The Australian authorities have warned that the wine industry’s existence is under threat, following an unprecedented plague of supermarket buyers.
Alien invasion – with laptops
Some cellars in the Riverland and South-East Australia have been inundated, with huge swarms of rapacious MWs brandishing laptops.
‘They can empty your tanks in minutes,’ said one winery owner, ‘and barely leave you enough money to buy a new pair of Blundstones.’
Industry insiders are describing the plague as being the worst thing for the Australian wine industry since former premier Scott Morrison accidentally copied Xi Jinping into an email calling him a bean-shoot bothering genocidal maniac.
Unprecedented
‘We’d expect small numbers of buyers every year and we’re well able to cope with them,’ said Murray River of the Australian Booze Confederation (ABC). ‘But this invasion is unprecedented.
‘They’re everywhere you look, swarming round your unsold wine, nibbling away at your margins and clogging up your email inbox.’
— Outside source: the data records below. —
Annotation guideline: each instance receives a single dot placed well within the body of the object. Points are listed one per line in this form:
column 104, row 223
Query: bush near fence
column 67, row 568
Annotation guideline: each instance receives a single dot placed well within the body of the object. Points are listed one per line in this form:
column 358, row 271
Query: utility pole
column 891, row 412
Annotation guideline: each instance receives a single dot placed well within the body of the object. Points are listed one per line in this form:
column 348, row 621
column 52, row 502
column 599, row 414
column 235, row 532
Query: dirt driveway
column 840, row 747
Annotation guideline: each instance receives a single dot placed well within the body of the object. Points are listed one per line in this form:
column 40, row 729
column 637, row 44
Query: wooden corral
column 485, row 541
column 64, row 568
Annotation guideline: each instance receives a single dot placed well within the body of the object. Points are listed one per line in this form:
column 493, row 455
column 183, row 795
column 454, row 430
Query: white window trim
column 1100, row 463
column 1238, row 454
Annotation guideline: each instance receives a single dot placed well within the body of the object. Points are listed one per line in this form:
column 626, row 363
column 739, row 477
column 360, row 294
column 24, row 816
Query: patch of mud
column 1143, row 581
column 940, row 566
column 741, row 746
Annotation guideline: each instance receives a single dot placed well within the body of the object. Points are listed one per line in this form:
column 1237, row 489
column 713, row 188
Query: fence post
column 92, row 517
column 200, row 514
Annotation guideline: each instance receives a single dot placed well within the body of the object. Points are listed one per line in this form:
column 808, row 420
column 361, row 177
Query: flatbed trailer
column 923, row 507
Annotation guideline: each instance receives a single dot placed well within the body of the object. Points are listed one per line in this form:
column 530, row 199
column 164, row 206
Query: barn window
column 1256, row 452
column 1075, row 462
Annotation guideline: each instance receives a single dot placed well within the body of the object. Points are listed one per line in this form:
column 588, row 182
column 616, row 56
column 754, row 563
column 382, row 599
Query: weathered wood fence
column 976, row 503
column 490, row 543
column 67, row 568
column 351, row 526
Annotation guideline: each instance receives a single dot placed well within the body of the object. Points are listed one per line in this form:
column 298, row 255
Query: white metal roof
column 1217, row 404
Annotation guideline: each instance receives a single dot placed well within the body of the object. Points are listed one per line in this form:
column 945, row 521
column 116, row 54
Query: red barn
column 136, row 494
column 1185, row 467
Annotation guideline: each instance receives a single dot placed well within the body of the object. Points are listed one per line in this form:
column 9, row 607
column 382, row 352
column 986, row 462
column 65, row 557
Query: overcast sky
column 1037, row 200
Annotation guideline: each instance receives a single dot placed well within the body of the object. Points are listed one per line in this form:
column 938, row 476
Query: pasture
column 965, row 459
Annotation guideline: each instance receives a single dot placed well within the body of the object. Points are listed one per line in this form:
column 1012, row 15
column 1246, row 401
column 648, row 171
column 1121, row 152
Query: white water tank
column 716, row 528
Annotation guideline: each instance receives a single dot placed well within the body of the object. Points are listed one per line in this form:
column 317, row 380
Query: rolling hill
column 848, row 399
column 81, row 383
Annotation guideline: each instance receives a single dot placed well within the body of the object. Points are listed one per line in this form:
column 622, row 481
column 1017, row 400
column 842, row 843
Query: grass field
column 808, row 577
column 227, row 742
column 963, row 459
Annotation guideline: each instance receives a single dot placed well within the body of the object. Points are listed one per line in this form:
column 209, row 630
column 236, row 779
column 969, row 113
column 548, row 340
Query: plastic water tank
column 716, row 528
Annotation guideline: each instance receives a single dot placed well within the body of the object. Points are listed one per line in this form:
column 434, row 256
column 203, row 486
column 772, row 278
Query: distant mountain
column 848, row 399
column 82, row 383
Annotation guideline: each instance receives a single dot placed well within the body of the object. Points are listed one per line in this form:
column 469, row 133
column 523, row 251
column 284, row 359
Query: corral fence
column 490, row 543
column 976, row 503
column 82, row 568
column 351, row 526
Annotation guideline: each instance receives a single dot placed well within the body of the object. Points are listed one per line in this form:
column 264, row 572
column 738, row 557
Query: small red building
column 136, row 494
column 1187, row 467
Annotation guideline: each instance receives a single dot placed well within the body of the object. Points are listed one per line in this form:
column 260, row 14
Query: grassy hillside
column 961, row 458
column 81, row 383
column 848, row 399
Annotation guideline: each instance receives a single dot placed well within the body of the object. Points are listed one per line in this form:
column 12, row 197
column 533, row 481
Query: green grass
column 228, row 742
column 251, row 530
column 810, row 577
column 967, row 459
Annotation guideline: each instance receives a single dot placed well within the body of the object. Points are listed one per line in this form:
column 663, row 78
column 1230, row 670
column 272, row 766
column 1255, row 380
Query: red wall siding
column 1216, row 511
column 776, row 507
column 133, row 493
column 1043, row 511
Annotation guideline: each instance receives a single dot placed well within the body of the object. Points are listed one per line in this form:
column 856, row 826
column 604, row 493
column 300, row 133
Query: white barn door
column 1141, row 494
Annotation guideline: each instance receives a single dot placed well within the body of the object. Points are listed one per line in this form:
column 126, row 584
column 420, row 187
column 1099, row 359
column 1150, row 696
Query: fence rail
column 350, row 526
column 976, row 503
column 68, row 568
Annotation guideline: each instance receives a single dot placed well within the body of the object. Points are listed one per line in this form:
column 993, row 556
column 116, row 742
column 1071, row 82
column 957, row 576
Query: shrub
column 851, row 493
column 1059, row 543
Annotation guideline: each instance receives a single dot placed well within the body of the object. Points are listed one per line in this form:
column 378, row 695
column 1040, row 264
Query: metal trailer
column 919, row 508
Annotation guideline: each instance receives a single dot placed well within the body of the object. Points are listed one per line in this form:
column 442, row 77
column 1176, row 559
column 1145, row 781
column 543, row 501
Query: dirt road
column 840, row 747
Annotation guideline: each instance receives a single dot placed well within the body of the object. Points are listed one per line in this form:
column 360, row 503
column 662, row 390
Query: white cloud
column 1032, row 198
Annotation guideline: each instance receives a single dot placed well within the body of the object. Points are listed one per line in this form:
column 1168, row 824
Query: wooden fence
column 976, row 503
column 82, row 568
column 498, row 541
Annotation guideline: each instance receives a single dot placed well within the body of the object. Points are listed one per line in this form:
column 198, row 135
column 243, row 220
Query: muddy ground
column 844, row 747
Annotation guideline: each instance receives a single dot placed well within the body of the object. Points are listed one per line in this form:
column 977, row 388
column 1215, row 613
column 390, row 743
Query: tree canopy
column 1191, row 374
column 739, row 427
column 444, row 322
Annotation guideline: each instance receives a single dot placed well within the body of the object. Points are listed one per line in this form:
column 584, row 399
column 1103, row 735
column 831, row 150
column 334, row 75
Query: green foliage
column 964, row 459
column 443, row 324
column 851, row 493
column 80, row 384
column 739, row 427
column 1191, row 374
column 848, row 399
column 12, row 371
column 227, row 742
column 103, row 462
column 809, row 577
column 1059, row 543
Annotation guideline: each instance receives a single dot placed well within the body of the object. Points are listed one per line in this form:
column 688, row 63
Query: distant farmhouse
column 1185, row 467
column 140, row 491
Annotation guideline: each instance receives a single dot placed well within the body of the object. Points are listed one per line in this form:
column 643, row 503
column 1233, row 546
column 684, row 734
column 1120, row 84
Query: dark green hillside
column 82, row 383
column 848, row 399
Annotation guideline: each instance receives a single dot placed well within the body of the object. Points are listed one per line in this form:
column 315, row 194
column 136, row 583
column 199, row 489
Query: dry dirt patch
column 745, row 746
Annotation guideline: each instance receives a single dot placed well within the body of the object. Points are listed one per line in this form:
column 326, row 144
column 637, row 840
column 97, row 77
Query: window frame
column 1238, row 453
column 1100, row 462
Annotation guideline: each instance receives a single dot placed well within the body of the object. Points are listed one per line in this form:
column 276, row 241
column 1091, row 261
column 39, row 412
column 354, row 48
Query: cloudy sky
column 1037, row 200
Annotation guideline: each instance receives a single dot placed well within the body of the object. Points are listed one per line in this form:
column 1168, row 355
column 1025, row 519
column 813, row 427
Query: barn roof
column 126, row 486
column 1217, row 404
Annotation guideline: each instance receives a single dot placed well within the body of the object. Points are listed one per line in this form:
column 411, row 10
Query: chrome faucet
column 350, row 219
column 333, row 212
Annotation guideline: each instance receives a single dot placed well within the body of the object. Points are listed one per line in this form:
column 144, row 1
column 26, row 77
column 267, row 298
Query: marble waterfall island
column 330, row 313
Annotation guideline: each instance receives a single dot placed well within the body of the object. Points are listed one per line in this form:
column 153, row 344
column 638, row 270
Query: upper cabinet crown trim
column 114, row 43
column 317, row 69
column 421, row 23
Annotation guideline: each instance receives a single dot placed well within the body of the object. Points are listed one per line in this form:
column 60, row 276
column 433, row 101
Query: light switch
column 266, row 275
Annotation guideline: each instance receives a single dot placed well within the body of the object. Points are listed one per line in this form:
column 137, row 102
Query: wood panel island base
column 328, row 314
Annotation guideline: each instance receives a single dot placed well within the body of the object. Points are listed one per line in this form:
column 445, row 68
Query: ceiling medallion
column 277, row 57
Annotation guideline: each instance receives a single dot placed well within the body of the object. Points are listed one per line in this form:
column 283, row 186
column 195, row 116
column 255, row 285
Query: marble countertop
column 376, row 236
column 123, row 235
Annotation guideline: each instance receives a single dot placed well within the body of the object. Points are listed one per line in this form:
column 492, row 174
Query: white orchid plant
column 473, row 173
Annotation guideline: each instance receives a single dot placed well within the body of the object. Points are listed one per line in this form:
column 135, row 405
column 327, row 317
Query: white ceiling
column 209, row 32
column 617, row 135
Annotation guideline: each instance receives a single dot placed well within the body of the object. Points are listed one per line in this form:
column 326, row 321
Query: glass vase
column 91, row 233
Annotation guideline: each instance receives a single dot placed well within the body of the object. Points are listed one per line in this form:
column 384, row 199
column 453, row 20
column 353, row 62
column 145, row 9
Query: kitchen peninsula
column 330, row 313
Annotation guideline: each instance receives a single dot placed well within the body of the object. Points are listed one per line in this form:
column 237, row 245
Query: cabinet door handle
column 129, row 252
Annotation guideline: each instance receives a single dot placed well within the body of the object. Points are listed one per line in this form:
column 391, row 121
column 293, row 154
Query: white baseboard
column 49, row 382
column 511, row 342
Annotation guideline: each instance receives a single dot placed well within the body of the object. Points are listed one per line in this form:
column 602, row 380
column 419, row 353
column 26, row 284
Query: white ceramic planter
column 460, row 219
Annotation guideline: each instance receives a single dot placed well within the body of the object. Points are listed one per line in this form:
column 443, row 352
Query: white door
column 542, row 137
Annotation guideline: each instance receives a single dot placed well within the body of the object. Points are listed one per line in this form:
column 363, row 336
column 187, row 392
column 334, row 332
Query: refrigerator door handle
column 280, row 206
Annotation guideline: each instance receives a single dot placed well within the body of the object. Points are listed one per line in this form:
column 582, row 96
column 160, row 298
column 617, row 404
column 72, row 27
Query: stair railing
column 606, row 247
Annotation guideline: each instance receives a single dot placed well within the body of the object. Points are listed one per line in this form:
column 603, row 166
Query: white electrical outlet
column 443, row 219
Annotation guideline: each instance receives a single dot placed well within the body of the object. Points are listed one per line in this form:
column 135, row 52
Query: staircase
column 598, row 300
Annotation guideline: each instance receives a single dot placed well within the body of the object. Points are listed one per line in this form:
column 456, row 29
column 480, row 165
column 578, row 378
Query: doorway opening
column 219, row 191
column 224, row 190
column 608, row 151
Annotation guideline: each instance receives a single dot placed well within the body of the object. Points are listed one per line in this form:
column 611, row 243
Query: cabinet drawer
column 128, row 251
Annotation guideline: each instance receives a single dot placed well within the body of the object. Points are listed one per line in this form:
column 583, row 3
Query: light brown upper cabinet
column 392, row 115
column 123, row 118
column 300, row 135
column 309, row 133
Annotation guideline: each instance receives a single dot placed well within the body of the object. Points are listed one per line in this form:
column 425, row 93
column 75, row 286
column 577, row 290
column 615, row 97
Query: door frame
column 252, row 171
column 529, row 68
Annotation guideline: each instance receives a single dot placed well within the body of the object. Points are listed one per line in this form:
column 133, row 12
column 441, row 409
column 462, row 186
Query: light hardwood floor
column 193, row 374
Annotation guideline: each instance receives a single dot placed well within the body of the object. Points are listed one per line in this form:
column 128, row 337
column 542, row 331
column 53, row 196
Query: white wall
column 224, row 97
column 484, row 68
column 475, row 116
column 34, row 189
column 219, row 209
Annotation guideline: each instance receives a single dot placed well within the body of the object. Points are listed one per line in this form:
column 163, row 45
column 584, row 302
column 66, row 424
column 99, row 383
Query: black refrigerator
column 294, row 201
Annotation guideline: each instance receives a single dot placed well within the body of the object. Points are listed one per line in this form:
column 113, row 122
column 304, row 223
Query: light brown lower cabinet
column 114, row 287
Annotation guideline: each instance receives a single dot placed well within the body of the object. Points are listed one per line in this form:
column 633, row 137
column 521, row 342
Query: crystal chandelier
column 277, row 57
Lee Majors of Dingo’s Dongle winery described the whining noise as ‘deafening’ and said this year’s buyers were ‘the densest I’ve ever seen – which is really saying something.’
No solution…
According to wine pest expert Dr Mi Li Bugg, buyers are attracted by the scent of overproduction, and once they get a whiff of distressed pricing they can be incredibly hard to dislodge.
‘In the old days people used to spray them with invective,’ she told Fake Booze. ‘But nowadays growers prefer to repel them with a more eco-friendly solution, such as failing to provide hot air balloon trips over the vineyards or planting Airen.’
But while these lower-intervention measures can repel buyers in normal circumstances, they are not effective in really difficult years.
‘Buyers are incredibly resilient,’ said Dr Bugg. ‘If they think they can pick up a million litres of unsold Shiraz for a song you’d need to chop off their legs, burn their passport and threaten their family to keep them away.
‘And even then Tesco and Lidl would probably still get through.’
… Or is there?
Despite advances in science, few countries have managed to eradicate buyers entirely.
Though observers are optimistic about a new experimental technique coming out of Georgia.
‘It’s early days,’ said Dr Bugg. ‘But it looks like a twin-pronged attack, where your good wines are suicidally expensive and your cheap wines are so bad that even the Dutch won’t drink them really works.’
Phylloxera II
Wine historian Troost Ori has warned that if the plague of buyers is not dealt with the consequences could be dire, even going so far as to call it ‘a second phylloxera’.
‘With its thick skin, spindly legs and voracious appetite these tenacious little critters all but destroyed the European wine industry,’ he said.